Now, let me say that I agree with what you're trying to accomplish, and that
your comments/thoughts have some merit, but as they stand they seem poorly
thought through and unimplementable in practice. I'd really like to see you
have something more concrete and practical to suggest that solve the problem
you think you've seen.

I manage a company with around 30 employees - not real big, but the sort of
shop where your ideas might be relevant, especially to implement them before
we get any bigger and change is harder. However:

* Which technology is the most popular among our folks?

We let them use whatever technology they want, provided they can then justify
their decision. We empower our people to make decisions and stand by them.

* What kind of clients are liked by our folks?
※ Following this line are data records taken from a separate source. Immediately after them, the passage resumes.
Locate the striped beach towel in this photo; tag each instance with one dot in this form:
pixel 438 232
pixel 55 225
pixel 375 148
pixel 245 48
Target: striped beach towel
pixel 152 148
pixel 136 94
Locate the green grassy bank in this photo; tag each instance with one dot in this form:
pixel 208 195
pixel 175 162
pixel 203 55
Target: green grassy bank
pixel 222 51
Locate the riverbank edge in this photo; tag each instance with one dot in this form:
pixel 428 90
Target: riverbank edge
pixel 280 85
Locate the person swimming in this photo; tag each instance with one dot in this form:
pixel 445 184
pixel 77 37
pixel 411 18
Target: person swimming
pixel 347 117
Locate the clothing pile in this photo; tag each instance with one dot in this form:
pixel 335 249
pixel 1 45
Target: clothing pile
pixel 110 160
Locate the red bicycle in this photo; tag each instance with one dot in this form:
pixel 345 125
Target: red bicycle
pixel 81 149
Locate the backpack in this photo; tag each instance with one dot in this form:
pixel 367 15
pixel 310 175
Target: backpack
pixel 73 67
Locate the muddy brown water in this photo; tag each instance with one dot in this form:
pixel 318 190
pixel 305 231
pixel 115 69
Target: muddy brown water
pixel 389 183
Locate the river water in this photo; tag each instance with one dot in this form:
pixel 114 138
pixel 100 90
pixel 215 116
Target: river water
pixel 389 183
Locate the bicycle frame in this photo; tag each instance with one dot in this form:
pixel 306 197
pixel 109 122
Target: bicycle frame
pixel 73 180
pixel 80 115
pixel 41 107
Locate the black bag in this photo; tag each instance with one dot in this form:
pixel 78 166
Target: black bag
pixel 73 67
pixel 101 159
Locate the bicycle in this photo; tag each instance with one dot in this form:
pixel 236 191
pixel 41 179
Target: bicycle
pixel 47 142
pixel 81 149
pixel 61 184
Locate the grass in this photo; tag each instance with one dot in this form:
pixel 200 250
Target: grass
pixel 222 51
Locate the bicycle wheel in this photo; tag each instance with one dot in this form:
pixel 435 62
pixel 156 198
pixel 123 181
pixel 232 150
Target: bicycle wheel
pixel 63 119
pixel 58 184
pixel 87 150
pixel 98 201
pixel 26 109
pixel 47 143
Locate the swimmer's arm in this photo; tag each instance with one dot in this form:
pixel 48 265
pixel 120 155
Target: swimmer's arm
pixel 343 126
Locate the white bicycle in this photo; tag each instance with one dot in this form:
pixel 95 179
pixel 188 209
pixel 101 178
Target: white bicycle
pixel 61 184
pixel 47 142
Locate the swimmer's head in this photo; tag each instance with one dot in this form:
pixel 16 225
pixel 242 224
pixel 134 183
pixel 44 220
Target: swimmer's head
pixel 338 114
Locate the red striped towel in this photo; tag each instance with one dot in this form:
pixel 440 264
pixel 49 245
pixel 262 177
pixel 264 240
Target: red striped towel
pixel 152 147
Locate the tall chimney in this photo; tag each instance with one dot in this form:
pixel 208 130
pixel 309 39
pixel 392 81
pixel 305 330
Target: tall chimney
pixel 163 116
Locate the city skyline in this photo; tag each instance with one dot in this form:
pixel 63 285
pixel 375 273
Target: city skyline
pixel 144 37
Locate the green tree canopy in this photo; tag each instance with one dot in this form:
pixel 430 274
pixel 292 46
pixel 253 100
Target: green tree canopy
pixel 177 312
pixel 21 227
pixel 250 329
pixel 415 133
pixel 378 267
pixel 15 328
We don't have a choice as to our clients. We have multi-million dollar
contracts in a fairly small market.

* What kind of work do our people prefer?

I don't understand how that kind of question can be made relevant. Our
database people work on database stuff, our embedded people work on the
embedded stuff, our user experience people work on user experience stuff, and
everyone talks to everyone else, because all of the software modules talk to
all the other software modules. If a database programmer wants to work more on
the embedded side then he studies up on his own, asks for some tasks, gets
given some tasks under supervision, then his skill set is bigger and the task
allocations can be more favorable to him.

In short, it sounds like you're sounding off without really thinking about how
things really work. I'd like to see a better, more thought through
presentation.

Finally, it might sound like I'm attacking you, or picking on you, but I am
genuinely interested in any ideas on how better to manage. I'd hoped there was
something interesting in your article, I feel like there's a hint of something
interesting in your article, but then it all went away and feel like I was
left with nothing.

If there's more, write it better.